More Book Reviews



This time, some golden, not-so-old, oldies.



Carpe Diem by Steve Miller and Sharon Lee, Ballantine $3.95/292 pages.



This appears to be part of a series. I can't vouch for the series, but this volume is quite good and bears reading all by itself. The setting is similar to the Keltaid setting -- but without all the garbage. Mild psionics, mild future tech, an interesting plot line, personal interaction and character development make this a nice reading mix.



Centaur Aisle by Piers Anthony.



Definitely part of a series. I reread it recently and it aged well. Delightful.



War of the Maelstrom by Jack Chalker.



Hmm. I tired of Chalker totally after book one of this series. One too many sex changes, etc. Well, in the last book of the series we get Chalker's lectures on sex, morality and what is best. Different. Makes some sense out of everything.



The Crystals of Mida by Sharon Green.



Mida has now grown to be quite the series as have Ms Green's other works. Imagine a Gor novel, except the women win/do/are the ones who right should do the dominating. (I confess, I browsed it, but I did buy it and feel I read enough to get a fair feel for it.).

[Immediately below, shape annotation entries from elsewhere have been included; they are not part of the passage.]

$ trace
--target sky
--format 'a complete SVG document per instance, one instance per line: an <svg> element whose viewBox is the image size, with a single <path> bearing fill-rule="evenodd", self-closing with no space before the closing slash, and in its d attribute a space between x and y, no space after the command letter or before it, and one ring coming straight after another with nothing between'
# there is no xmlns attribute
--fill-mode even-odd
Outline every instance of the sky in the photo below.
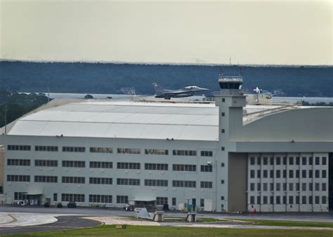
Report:
<svg viewBox="0 0 333 237"><path fill-rule="evenodd" d="M332 65L332 1L0 0L0 57Z"/></svg>

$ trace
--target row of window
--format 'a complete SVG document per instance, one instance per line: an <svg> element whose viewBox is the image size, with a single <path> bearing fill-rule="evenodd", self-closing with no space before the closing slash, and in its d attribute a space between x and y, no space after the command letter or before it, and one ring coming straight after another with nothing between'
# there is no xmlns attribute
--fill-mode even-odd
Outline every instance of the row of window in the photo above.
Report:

Changers Moon by Joe Clayton.



I confess, I like Joe Clayton's work. I found the first of the Duel of Sorcery trillogy to be intricate 1and finely worked to the point I wondered how a second volume could hold up. Book two was just as well done, though differently (and with bits of strangeness).

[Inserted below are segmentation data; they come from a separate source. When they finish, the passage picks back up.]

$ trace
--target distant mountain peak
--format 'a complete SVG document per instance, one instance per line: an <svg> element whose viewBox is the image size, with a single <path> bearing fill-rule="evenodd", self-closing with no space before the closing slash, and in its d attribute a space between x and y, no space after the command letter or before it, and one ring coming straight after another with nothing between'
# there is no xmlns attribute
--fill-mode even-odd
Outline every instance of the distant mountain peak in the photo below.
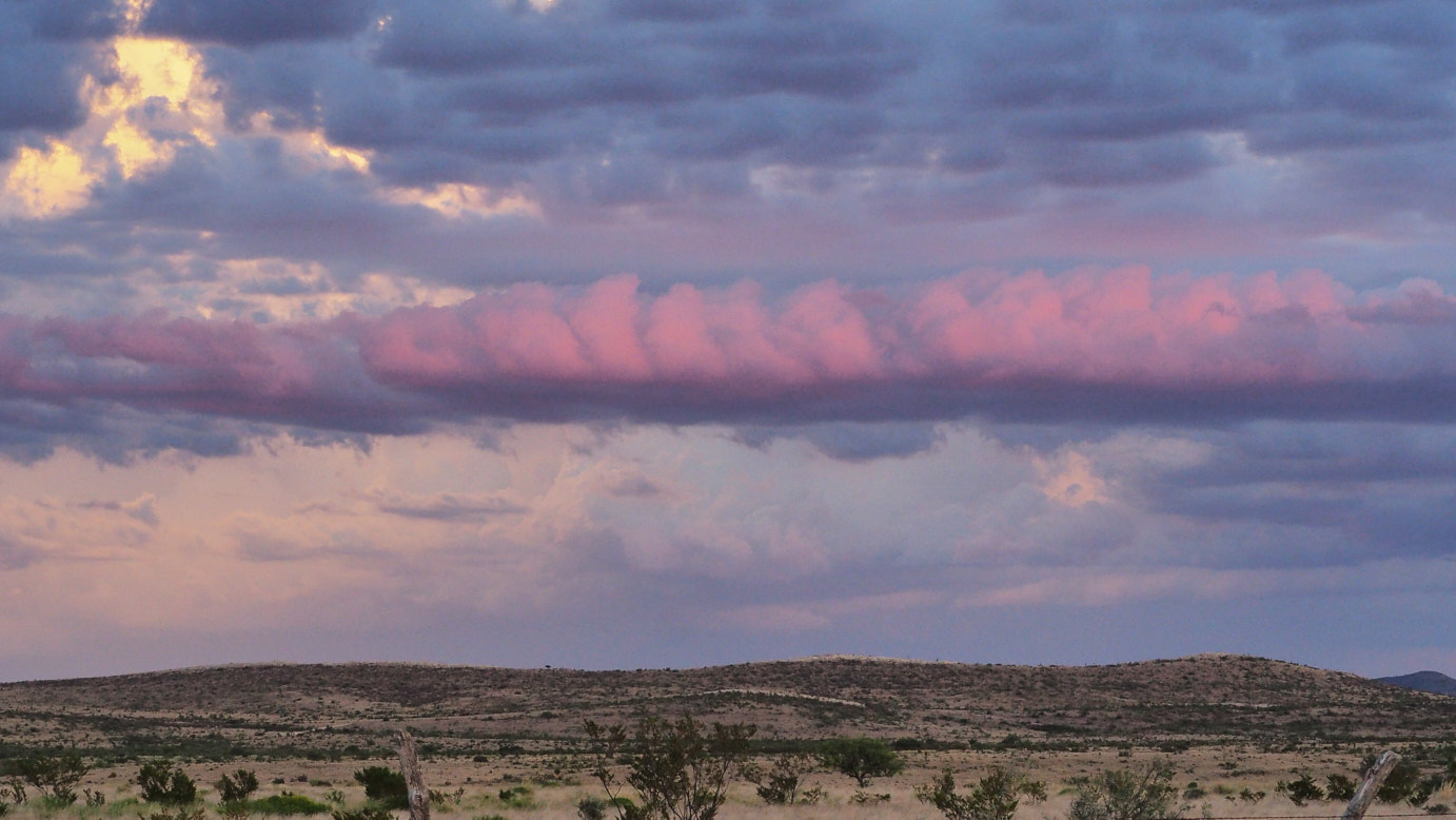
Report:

Well, book three does not mesh well with the plotting or the stylistic finess of the first two books. Lots of mis-leads, mythically significant characters who do nothing of significance (other than provide a point of view for the author), etc. Not a triumph. Glad I put off reading same.



Tain by Gregory Frost.



The Hound of Ulster rides again. Well done, good touch, true to the legends (more or less) and the ethos. The perspective character does not subtract from the reading.